As Beth's estranged daughter Jess, Lifetime newcomer Gigi Gustin is comparatively the stiffest of the bunch during the first two acts. But as the film presses on, Gustin begins to replicate Watson's ability to tap into her character's feelings. This is best shown in the climax as Jess becomes a target for Marsha's ruthless rage, as Gustin's exceptional emoting makes Jess's terror palpably real. Watson's Killer Competition co-star Gina Hiraizumi is similarly emotive as Beth's assistant/bestie Simone when the time calls for it, making you feel for Simone as her friendship with Beth is sabotaged by Marsha.

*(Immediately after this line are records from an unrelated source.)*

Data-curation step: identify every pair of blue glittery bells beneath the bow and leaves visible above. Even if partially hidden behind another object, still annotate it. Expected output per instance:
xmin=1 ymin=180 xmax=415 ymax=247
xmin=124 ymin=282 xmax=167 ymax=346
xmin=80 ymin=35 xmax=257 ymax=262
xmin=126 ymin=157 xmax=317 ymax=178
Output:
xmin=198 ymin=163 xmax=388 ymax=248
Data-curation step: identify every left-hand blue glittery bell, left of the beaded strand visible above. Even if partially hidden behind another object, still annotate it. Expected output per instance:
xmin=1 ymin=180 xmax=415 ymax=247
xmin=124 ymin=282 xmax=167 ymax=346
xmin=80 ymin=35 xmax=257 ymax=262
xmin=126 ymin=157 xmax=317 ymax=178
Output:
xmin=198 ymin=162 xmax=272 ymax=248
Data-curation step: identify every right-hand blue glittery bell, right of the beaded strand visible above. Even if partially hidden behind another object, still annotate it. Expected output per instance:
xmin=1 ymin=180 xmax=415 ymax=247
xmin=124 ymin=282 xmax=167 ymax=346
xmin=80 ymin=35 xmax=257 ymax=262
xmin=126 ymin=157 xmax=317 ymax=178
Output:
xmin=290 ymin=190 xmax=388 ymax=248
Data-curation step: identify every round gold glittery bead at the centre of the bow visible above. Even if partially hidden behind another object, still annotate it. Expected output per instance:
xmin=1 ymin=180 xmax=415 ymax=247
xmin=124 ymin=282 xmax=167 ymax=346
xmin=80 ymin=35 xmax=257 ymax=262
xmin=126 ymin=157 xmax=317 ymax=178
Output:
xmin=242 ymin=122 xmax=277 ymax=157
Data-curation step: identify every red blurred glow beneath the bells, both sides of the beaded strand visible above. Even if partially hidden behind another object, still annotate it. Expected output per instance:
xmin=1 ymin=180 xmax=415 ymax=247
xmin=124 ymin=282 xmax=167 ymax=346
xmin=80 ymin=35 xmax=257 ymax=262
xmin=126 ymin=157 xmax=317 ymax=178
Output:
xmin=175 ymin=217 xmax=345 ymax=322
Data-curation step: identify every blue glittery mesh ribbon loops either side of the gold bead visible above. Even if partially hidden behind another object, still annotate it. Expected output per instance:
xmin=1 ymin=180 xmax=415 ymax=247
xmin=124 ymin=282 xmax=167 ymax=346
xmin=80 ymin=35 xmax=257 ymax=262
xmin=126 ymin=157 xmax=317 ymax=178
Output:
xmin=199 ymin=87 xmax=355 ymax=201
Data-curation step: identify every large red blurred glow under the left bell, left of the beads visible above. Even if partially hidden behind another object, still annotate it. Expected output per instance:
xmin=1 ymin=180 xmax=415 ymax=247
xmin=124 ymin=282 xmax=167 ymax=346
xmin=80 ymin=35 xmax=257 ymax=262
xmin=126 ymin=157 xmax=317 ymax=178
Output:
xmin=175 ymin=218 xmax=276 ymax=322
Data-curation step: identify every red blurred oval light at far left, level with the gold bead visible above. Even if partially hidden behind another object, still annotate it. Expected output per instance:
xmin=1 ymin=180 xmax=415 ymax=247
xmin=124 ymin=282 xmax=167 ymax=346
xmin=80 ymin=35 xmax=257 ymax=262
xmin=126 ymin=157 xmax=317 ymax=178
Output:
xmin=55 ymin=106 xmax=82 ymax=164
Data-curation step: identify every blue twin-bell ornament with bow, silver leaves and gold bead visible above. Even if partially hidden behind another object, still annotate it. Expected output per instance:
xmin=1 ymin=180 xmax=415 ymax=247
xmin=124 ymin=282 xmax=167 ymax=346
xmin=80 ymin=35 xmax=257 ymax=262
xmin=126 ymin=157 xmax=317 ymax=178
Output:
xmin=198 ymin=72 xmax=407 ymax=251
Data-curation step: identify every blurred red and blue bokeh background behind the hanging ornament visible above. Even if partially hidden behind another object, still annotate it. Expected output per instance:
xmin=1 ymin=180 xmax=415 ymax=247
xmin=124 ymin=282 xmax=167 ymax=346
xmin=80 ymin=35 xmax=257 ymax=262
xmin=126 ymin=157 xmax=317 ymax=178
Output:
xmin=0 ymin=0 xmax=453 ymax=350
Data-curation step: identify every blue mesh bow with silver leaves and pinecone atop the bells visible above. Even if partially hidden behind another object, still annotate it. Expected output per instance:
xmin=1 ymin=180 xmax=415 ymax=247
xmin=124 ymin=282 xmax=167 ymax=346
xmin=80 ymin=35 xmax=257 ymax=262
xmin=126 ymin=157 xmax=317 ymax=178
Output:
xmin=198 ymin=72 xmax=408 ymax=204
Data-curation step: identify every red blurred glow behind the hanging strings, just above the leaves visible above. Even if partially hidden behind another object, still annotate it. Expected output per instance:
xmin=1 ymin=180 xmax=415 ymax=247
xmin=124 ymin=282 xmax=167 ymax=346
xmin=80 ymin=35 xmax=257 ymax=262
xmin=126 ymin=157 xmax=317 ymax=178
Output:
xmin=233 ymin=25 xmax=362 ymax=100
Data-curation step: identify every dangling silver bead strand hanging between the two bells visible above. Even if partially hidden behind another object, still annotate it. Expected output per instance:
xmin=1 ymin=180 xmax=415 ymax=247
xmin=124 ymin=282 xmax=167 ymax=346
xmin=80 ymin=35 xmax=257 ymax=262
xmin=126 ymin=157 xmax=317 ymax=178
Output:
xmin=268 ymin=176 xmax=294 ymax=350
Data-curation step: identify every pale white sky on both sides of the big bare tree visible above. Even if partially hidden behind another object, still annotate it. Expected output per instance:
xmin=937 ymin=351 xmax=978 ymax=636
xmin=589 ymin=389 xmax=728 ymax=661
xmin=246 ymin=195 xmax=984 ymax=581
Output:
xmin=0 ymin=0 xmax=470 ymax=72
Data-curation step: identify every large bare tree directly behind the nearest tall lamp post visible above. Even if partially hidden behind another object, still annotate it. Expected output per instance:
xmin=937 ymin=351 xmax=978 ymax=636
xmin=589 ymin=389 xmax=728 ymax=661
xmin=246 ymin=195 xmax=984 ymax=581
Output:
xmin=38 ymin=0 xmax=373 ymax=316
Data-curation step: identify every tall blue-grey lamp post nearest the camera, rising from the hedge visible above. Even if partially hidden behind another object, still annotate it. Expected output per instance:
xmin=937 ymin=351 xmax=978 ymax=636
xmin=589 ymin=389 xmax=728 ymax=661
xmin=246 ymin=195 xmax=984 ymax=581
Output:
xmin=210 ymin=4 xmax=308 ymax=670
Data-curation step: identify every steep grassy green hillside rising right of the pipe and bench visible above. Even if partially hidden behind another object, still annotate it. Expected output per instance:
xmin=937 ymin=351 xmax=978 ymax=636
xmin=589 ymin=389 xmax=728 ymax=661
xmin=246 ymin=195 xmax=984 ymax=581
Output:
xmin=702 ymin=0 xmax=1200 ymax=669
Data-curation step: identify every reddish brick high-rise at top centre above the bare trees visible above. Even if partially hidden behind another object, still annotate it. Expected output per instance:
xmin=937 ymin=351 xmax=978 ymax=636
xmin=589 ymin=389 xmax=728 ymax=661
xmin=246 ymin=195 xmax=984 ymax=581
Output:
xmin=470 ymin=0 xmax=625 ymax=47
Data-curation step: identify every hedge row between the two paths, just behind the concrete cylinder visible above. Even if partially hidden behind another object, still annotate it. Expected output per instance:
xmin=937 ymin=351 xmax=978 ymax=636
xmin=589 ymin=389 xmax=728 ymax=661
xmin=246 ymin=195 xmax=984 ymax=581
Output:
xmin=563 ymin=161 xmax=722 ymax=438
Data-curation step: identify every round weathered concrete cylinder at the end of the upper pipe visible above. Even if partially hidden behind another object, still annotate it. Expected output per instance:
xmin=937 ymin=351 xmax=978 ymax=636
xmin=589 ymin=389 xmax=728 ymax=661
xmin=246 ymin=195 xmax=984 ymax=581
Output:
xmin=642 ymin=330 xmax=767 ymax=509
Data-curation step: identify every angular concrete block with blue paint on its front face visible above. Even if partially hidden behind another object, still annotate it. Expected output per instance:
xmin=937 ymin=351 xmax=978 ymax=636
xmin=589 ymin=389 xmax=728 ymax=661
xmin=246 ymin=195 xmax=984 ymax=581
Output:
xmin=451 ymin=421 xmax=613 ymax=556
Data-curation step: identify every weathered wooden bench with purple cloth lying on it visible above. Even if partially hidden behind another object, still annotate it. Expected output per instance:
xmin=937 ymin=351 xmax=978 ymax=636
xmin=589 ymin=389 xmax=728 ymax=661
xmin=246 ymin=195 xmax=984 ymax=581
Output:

Simone also has the same appealing wit and acute sense of Genre Savvy as The Wrong Real Estate Agent's Annie--with Simone having the added benefit of not being the sole competent person of her movie. Steve Richard Harris is as charming and likable as ever playing Nick Curtis, sharing nice chemistry with Watson as Nick and Beth's marriage is put to the test. Rounding out the supporting cast is Eric Roberts as Nick's boss Trevor. In addition to also playing well off of Harris, Roberts brings a humorous edge to the movie through Trevor's casual snarkiness.
While the middle act may test your patience a little, Killer Advice makes up for its slower stretches in plenty of ways. The script is well-written and tackles its sensitive subject matter in a compelling way, the cast gets you invested with the characters and their struggles, and the last act wraps the story up on a deliciously dramatic crescendo. If you enjoyed Kate Watson's previous trips to the Lifetimeverse and/or love a good histrionic Lifetime villainess, schedule yourself an appointment with Killer Advice.
Score: 7.5 out of 10 zombie chickens.